# Time Series Analysis Notes

My notes on DataCamp's [Time Series Analysis in Python](https://campus.datacamp.com/courses/introduction-to-time-series-analysis-in-python/) course (1-5), notes on [Machine Learning Mastery](machinelearningmastery.com) tutorials (6-8), and my notes on exponential smoothing with code ported from R (5):

### Contents
1. [Understanding the Dickey-Fuller Test](#dftest)
2. [Auto-Regressive (AR) Models](#ar)
3. [Moving Average (MA) and ARMA Models](#ma)
4. [Cointegration Models](#coint)
5. [Case Study: Climate Change in NYC](#nyc)
6. [ARIMA Models](#arima)
7. [SARIMA Models](#sarima)
8. [ARCH and GARCH Models](#garch)

<a id='dftest'></a>
### 1. Understanding the Dickey-Fuller Test

In a random walk, the current value is equal to the last value plus some noise:

\begin{equation}
y_t = ay_{t-1} + \epsilon_t
\end{equation}

If the value of $a$ is 1, then each term is equal to the last, except for the added error. The random walk is "integrated of order 1," in that we must difference it once to get a stationary series. (A stationary series does not change its mean or variance over time.)

If the difference between two points in time is due completely to the added error, there should be no contributing slope component in the difference between two values:

\begin{equation}
y_t - y_{t-1} = (\phi - 1)y_{t-1} + \epsilon_t
\end{equation}

That is, mathematically, if there's a unit root is present in the current value formula ($a=1$), when we check the correlation between the difference series and the lagged series, the slope (correlation) coefficient of the lagged series ($\phi - 1$) should be zero.
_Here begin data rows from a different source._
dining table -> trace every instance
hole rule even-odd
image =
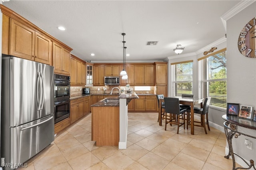
[[[188,98],[188,97],[181,97],[179,96],[174,96],[172,97],[174,97],[174,98],[178,98],[179,99],[179,101],[180,102],[180,104],[184,105],[188,105],[190,106],[190,110],[191,110],[191,134],[194,134],[194,105],[200,104],[201,108],[203,107],[203,101],[204,100],[204,99],[192,99],[191,98]],[[159,106],[159,113],[158,113],[158,117],[159,118],[159,126],[162,126],[162,118],[161,117],[162,115],[162,105],[160,103],[162,103],[162,102],[164,102],[164,98],[160,98],[159,99],[159,104],[158,105]]]

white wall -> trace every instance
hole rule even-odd
[[[256,110],[256,58],[242,55],[237,45],[242,29],[256,14],[254,2],[227,21],[227,84],[228,102],[252,106]],[[240,129],[256,136],[256,130]],[[245,138],[241,136],[233,138],[234,151],[246,160],[256,161],[256,139],[246,137],[253,142],[250,150],[244,144]]]

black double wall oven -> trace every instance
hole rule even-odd
[[[68,117],[70,115],[70,77],[54,74],[54,123]]]

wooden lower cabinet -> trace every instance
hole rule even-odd
[[[146,96],[145,109],[148,111],[156,111],[156,98],[155,95]]]
[[[58,133],[70,124],[69,117],[65,119],[54,125],[54,134]]]
[[[136,99],[134,101],[134,110],[135,111],[145,111],[145,96],[138,95],[139,99]]]
[[[77,101],[77,99],[72,100],[70,101],[70,124],[74,123],[78,119]]]

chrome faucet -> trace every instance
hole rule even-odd
[[[113,89],[118,89],[118,95],[120,95],[121,94],[121,93],[120,93],[120,89],[119,89],[119,88],[118,88],[117,87],[113,87],[113,88],[112,88],[112,89],[111,89],[111,92],[110,92],[110,95],[112,95],[112,92],[113,91]]]

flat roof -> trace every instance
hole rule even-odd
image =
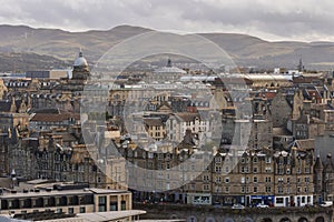
[[[109,212],[97,212],[97,213],[78,213],[77,218],[84,219],[85,222],[104,222],[110,220],[118,220],[122,218],[141,215],[146,211],[129,210],[129,211],[109,211]]]
[[[3,193],[0,195],[0,199],[17,199],[17,198],[41,198],[41,196],[51,196],[51,195],[86,195],[86,194],[112,194],[112,193],[124,193],[128,194],[129,191],[124,190],[108,190],[108,189],[78,189],[78,190],[51,190],[39,192],[17,192],[17,193]]]

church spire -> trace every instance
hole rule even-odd
[[[171,60],[170,60],[170,58],[168,58],[166,67],[171,67]]]

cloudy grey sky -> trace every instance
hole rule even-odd
[[[132,24],[266,40],[334,41],[332,0],[0,0],[0,6],[2,24],[68,31]]]

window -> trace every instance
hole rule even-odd
[[[203,175],[203,181],[204,182],[208,182],[209,181],[209,176],[208,175]]]
[[[253,182],[257,183],[257,178],[256,176],[253,178]]]
[[[80,208],[80,213],[86,213],[86,208],[85,206]]]
[[[215,161],[216,161],[216,163],[220,163],[222,162],[222,158],[220,157],[216,157]]]
[[[220,165],[216,165],[216,173],[220,173],[222,172],[222,167]]]
[[[265,171],[266,171],[266,173],[271,173],[272,172],[272,168],[271,167],[266,167]]]
[[[106,212],[107,211],[107,196],[99,196],[99,212]]]
[[[257,168],[253,168],[253,172],[254,172],[254,173],[257,173]]]
[[[204,185],[203,185],[203,190],[204,190],[204,191],[208,191],[208,190],[209,190],[208,184],[204,184]]]
[[[75,209],[73,209],[73,208],[68,208],[68,213],[69,213],[69,214],[75,213]]]
[[[217,182],[217,183],[220,183],[220,182],[222,182],[222,178],[220,178],[220,176],[217,176],[217,178],[216,178],[216,182]]]
[[[276,203],[282,204],[284,202],[283,198],[276,198]]]

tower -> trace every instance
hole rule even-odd
[[[88,77],[89,77],[88,63],[84,57],[82,51],[80,50],[79,57],[75,60],[73,63],[72,80],[82,82],[87,80]]]

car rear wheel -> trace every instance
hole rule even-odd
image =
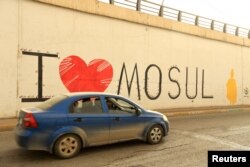
[[[54,153],[58,158],[71,158],[79,153],[81,147],[81,140],[78,136],[67,134],[56,141]]]
[[[149,144],[160,143],[163,138],[163,129],[160,125],[153,125],[147,134],[147,141]]]

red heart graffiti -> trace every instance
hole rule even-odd
[[[113,68],[108,61],[95,59],[87,65],[75,55],[62,60],[59,72],[70,92],[104,92],[113,78]]]

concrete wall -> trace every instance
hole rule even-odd
[[[18,59],[18,3],[0,1],[0,118],[16,114]]]
[[[250,104],[248,39],[93,0],[40,1],[0,1],[0,117],[73,91],[154,109]]]

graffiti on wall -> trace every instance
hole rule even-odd
[[[157,82],[158,84],[158,89],[157,89],[157,92],[154,92],[154,95],[152,95],[153,93],[150,92],[150,89],[148,87],[148,85],[150,84],[149,83],[149,71],[150,70],[156,70],[158,72],[158,79],[155,80],[155,82]],[[132,83],[136,83],[136,90],[137,90],[137,95],[138,95],[138,99],[140,100],[141,99],[141,85],[140,85],[140,76],[142,75],[139,75],[139,72],[138,72],[138,66],[137,64],[135,64],[134,66],[134,69],[132,70],[132,76],[131,78],[129,79],[129,75],[127,73],[127,69],[126,69],[126,64],[123,63],[123,66],[122,66],[122,69],[121,69],[121,73],[120,73],[120,78],[119,78],[119,84],[118,84],[118,94],[120,94],[120,90],[121,90],[121,85],[122,83],[125,83],[126,84],[126,87],[127,87],[127,90],[128,90],[128,95],[130,95],[131,93],[131,90],[132,90]],[[186,67],[186,70],[185,70],[185,79],[186,79],[186,82],[185,82],[185,95],[188,99],[195,99],[197,98],[197,95],[198,95],[198,80],[199,80],[199,72],[198,72],[198,68],[196,68],[196,72],[195,72],[195,88],[194,88],[194,91],[191,90],[190,88],[190,70],[188,67]],[[177,99],[180,95],[181,95],[181,83],[180,81],[178,81],[176,79],[176,72],[177,74],[181,73],[181,70],[177,67],[177,66],[173,66],[171,67],[169,70],[168,70],[168,80],[177,87],[177,91],[176,92],[172,92],[172,91],[169,91],[168,92],[168,96],[170,99]],[[150,100],[156,100],[160,97],[161,95],[161,91],[162,91],[162,70],[159,66],[157,66],[156,64],[150,64],[146,69],[145,69],[145,74],[144,74],[144,92],[145,92],[145,95],[147,96],[148,99]],[[125,78],[125,81],[126,82],[122,82]],[[202,72],[201,72],[201,90],[200,90],[200,93],[201,93],[201,97],[203,99],[205,98],[213,98],[213,95],[207,95],[205,93],[205,71],[204,69],[202,69]],[[193,94],[191,94],[190,92],[192,91]]]
[[[23,55],[34,56],[38,62],[38,84],[37,95],[34,97],[21,96],[22,102],[40,102],[47,100],[48,97],[43,96],[43,57],[58,58],[58,54],[40,53],[40,52],[28,52],[22,51]],[[113,67],[104,59],[94,59],[88,64],[79,56],[70,55],[62,59],[59,63],[59,73],[62,84],[69,92],[104,92],[113,80]],[[125,87],[130,96],[131,91],[138,95],[138,100],[141,100],[141,96],[144,93],[150,100],[156,100],[161,97],[163,90],[163,80],[168,81],[172,88],[167,92],[169,99],[178,99],[182,94],[187,99],[212,99],[214,96],[207,91],[207,85],[205,77],[205,70],[196,68],[180,68],[178,66],[172,66],[166,71],[156,64],[149,64],[144,73],[141,74],[137,63],[134,64],[132,70],[127,68],[126,63],[121,65],[120,72],[118,70],[118,86],[117,94],[121,93],[121,88]],[[117,70],[116,70],[117,71]],[[132,71],[128,73],[128,71]],[[154,86],[156,90],[152,90],[150,87],[150,72],[154,71],[158,75],[154,76]],[[120,73],[120,75],[119,75]],[[166,75],[167,74],[167,75]],[[152,75],[152,74],[151,74]],[[182,83],[178,79],[181,77]],[[190,77],[192,76],[192,77]],[[142,78],[143,77],[143,78]],[[165,77],[165,78],[164,78]],[[143,88],[143,89],[141,89]],[[136,90],[136,91],[134,91]],[[165,90],[165,89],[164,89]],[[248,95],[248,88],[244,89],[244,93]],[[237,82],[235,80],[234,69],[231,69],[229,79],[226,83],[226,98],[231,105],[237,103]]]
[[[86,64],[80,57],[71,55],[60,63],[59,74],[69,92],[104,92],[112,81],[113,68],[103,59]]]
[[[35,56],[38,59],[38,86],[37,86],[37,96],[35,97],[22,97],[22,102],[41,102],[49,98],[43,96],[43,57],[58,58],[58,54],[50,53],[40,53],[40,52],[31,52],[31,51],[22,51],[23,55]]]

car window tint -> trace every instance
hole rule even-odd
[[[135,114],[136,107],[119,98],[106,98],[106,104],[108,107],[109,113],[113,114]]]
[[[75,101],[72,105],[71,113],[80,113],[80,114],[103,113],[100,98],[88,97]]]

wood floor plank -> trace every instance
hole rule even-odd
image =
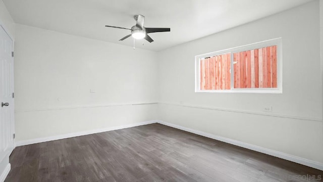
[[[159,124],[19,147],[10,160],[6,182],[323,181],[322,171]]]

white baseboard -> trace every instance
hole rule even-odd
[[[7,176],[8,175],[9,172],[10,171],[11,168],[11,165],[10,163],[8,164],[7,165],[7,166],[6,166],[5,170],[1,174],[1,175],[0,175],[0,182],[4,182],[5,181],[5,179],[6,179]]]
[[[146,125],[148,124],[155,123],[157,121],[155,120],[148,121],[135,123],[133,124],[124,125],[122,126],[113,126],[113,127],[110,127],[108,128],[93,129],[93,130],[91,130],[88,131],[77,132],[61,134],[61,135],[45,137],[45,138],[38,138],[38,139],[31,139],[31,140],[26,140],[21,141],[17,141],[17,142],[16,142],[15,143],[15,147],[19,147],[19,146],[24,146],[27,145],[37,144],[37,143],[41,143],[41,142],[52,141],[60,140],[60,139],[67,139],[69,138],[82,136],[82,135],[84,135],[87,134],[97,133],[99,133],[101,132],[112,131],[114,130],[127,128],[129,128],[131,127],[141,126],[141,125]]]
[[[196,134],[200,135],[210,139],[217,140],[224,142],[228,144],[234,145],[235,146],[241,147],[246,149],[252,150],[253,151],[259,152],[263,154],[268,154],[273,156],[280,158],[286,159],[290,161],[296,162],[307,166],[314,168],[315,169],[323,170],[323,164],[310,160],[306,159],[297,156],[289,155],[283,152],[276,151],[275,150],[266,149],[263,147],[257,146],[254,145],[247,144],[244,142],[236,140],[226,138],[223,136],[218,136],[213,134],[210,134],[205,132],[199,131],[196,129],[187,128],[173,123],[170,123],[163,121],[157,121],[157,122],[167,126],[171,126],[175,128],[186,131]]]

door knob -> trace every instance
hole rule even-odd
[[[8,106],[9,105],[9,103],[4,103],[3,102],[1,103],[1,107],[3,107],[4,106]]]

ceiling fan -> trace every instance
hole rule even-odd
[[[119,41],[123,40],[130,36],[132,36],[134,38],[138,39],[144,38],[149,42],[151,42],[153,40],[151,37],[148,35],[148,33],[171,31],[171,29],[170,28],[146,28],[144,27],[143,23],[145,21],[145,17],[141,15],[135,15],[134,16],[134,18],[137,22],[137,23],[136,25],[133,26],[131,29],[114,26],[105,25],[105,26],[107,27],[121,28],[131,30],[131,34],[121,38]]]

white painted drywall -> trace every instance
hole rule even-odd
[[[156,53],[16,27],[16,141],[155,119]],[[90,93],[90,90],[95,93]],[[116,106],[128,105],[127,106]]]
[[[323,163],[319,3],[159,52],[158,119]],[[280,37],[283,94],[194,93],[195,56]],[[299,119],[252,114],[268,106],[268,114]]]
[[[15,38],[15,22],[13,20],[11,16],[8,12],[7,8],[4,4],[2,0],[0,0],[0,24],[5,28],[7,32],[10,35],[10,37]],[[0,112],[0,116],[1,113]],[[2,177],[5,178],[7,175],[5,171],[6,168],[9,164],[9,155],[8,155],[0,161],[0,181],[3,179]]]
[[[15,38],[15,24],[2,0],[0,0],[0,24],[12,38]]]

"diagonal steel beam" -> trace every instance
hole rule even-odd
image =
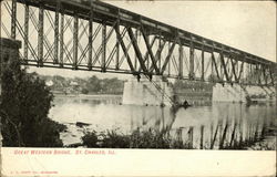
[[[116,25],[120,25],[119,22],[116,22]],[[120,37],[120,28],[115,28],[115,32],[116,32],[117,37]],[[121,48],[122,48],[122,50],[123,50],[123,52],[124,52],[124,55],[126,56],[127,64],[129,64],[131,71],[132,71],[133,73],[135,73],[133,63],[132,63],[132,61],[131,61],[131,59],[130,59],[130,55],[129,55],[129,53],[127,53],[126,46],[125,46],[125,44],[124,44],[122,38],[119,38],[119,42],[120,42]]]
[[[215,67],[215,72],[216,72],[216,75],[217,75],[217,79],[220,81],[220,75],[219,75],[219,71],[217,69],[217,64],[216,64],[216,61],[215,61],[215,55],[214,55],[214,52],[212,52],[212,63],[214,64],[214,67]]]
[[[175,44],[176,44],[177,40],[178,40],[178,38],[176,37],[175,40],[174,40],[174,42],[173,42],[173,44],[171,45],[171,48],[170,48],[170,50],[168,50],[168,54],[167,54],[167,56],[165,58],[164,64],[163,64],[162,70],[161,70],[161,74],[164,73],[164,71],[165,71],[165,69],[166,69],[166,66],[167,66],[167,64],[168,64],[168,62],[170,62],[171,55],[172,55],[172,53],[173,53],[173,50],[174,50],[174,48],[175,48]]]
[[[152,52],[152,46],[150,44],[150,40],[146,37],[146,32],[145,32],[144,28],[142,27],[141,29],[142,29],[141,31],[142,31],[143,39],[144,39],[146,48],[147,48],[147,53],[150,54],[150,58],[152,60],[152,65],[153,65],[154,70],[156,71],[156,74],[160,74],[160,70],[158,70],[158,67],[156,65],[155,56],[154,56],[154,54]]]
[[[138,48],[138,45],[137,45],[137,41],[136,41],[136,39],[135,39],[135,37],[134,37],[134,33],[133,33],[133,31],[132,31],[132,28],[127,28],[127,33],[129,33],[129,37],[130,37],[130,39],[131,39],[131,42],[132,42],[132,44],[133,44],[135,54],[136,54],[136,56],[137,56],[137,60],[138,60],[138,62],[140,62],[140,65],[141,65],[142,70],[143,70],[143,72],[144,72],[144,73],[148,73],[148,71],[147,71],[147,69],[146,69],[146,66],[145,66],[145,64],[144,64],[144,62],[143,62],[142,53],[141,53],[140,48]]]

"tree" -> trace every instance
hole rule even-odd
[[[20,69],[19,60],[1,75],[0,102],[3,146],[60,147],[60,132],[65,128],[48,117],[53,95],[38,74]]]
This is what the Dickey-Fuller Test investigates: the Dickey-Fuller Test correlates a series' difference against its lag. If the correlation coefficient (slope) is 0 or very close to 0, the difference is just the noise and the current value series is a random walk.

<a id='ar'></a>
### 2. Auto-Regressive (AR) Models

In an AR model of order 1 (AR(1)), today's value is a mean plus a fraction of yesterday's value plus noise:

\begin{equation}
y_t = \mu + \phi y_{t-1} + \epsilon_t
\end{equation}

An AR(1) series can be stationary if $-1 \lt \phi \lt 1$. A positive value for $\phi$ means the series will behave a bit like a random walk and exhibit momentum, while a negative value means that values will alternate sign and exhibit mean reversion (and the series looks a bit like a waveform).

Intuitively: if $\phi$ is negative, the current value is the flipped sign of the last value, and the path of the series alternates its direction every other value. A positive $\phi$ doesn't result in this alternation.

The autocorrelation function of an AR(1) series decays exponentially: the lag(1) series will have autocorrelation $\phi$, lag(2) $\phi^2$, lag(3) $\phi^3$, and lag(n) $\phi^n$. A negative value just reverses the sign of the autocorrelation at each lag: the comparison alternates between same and opposite signs (see intuition above). Describing the current value with two values back is AR(2), three back AR(3), n back AR(n).

In [None]:
# Simulating an AR process: general example
from statsmodels.tsa.arima_process import ArmaProcess
ar = np.array([1, -0.9]) # zero-lag coefficient of 1, phi value of 0.9 (! it's the opposite because signal processing)
ma = np.array([1])
AR_object = ArmaProcess(ar, ma)
simulated_data = AR_object.generate_sample(nsample=1000)
plt.plot(simulated_data)

In [None]:
# Simulating an AR process: specific example with plot
# import the module for simulating data
from statsmodels.tsa.arima_process import ArmaProcess

# Plot 1: AR parameter = +0.9
plt.subplot(2,1,1)
ar1 = np.array([1, -0.9])
ma1 = np.array([1])
AR_object1 = ArmaProcess(ar1, ma1)
simulated_data_1 = AR_object1.generate_sample(nsample=1000)
plt.plot(simulated_data_1)

# Plot 2: AR parameter = -0.9
plt.subplot(2,1,2)
ar2 = np.array([1, 0.9])
ma2 = np.array([1])
AR_object2 = ArmaProcess(ar2, ma2)
simulated_data_2 = AR_object2.generate_sample(nsample=1000)
plt.plot(simulated_data_2)
plt.show()

#### Estimating and Forecasting an AR Model

Here is how to estimate the some data set's $\phi$, assuming an AR(1) model:

In [None]:
# Import the ARMA module from statsmodels
from statsmodels.tsa.arima_model import ARMA

# Fit an AR(1) model to the first simulated data
mod = ARMA(simulated_data_1, order=(1,0)) # fit to AR(1) model
res = mod.fit()

# Print out summary information on the fit
print(res.summary())

# Print out the estimate for the constant and for phi
print("When the true phi=0.9, the estimate of phi (and the constant) are:")
print(res.params)

And here's how to forecast a particular date range with an AR(1) model using the `predict()` and `plot_predict()` methods. "In-sample" forecasting guesses one value after the existing data, while "out-of-sample" forecasts some values into the future.

In [None]:
# Import the ARMA module from statsmodels
from statsmodels.tsa.arima_model import ARMA

# Forecast the first AR(1) model
mod = ARMA(simulated_data_1, order=(1,0))
res = mod.fit()
res.plot_predict(start=990, end=1010) # point 990 to point 1010 out of a 1,000 value series
plt.show()

Sometimes it's tough to tell the difference between a random walk and a time series that mean reverts a little bit.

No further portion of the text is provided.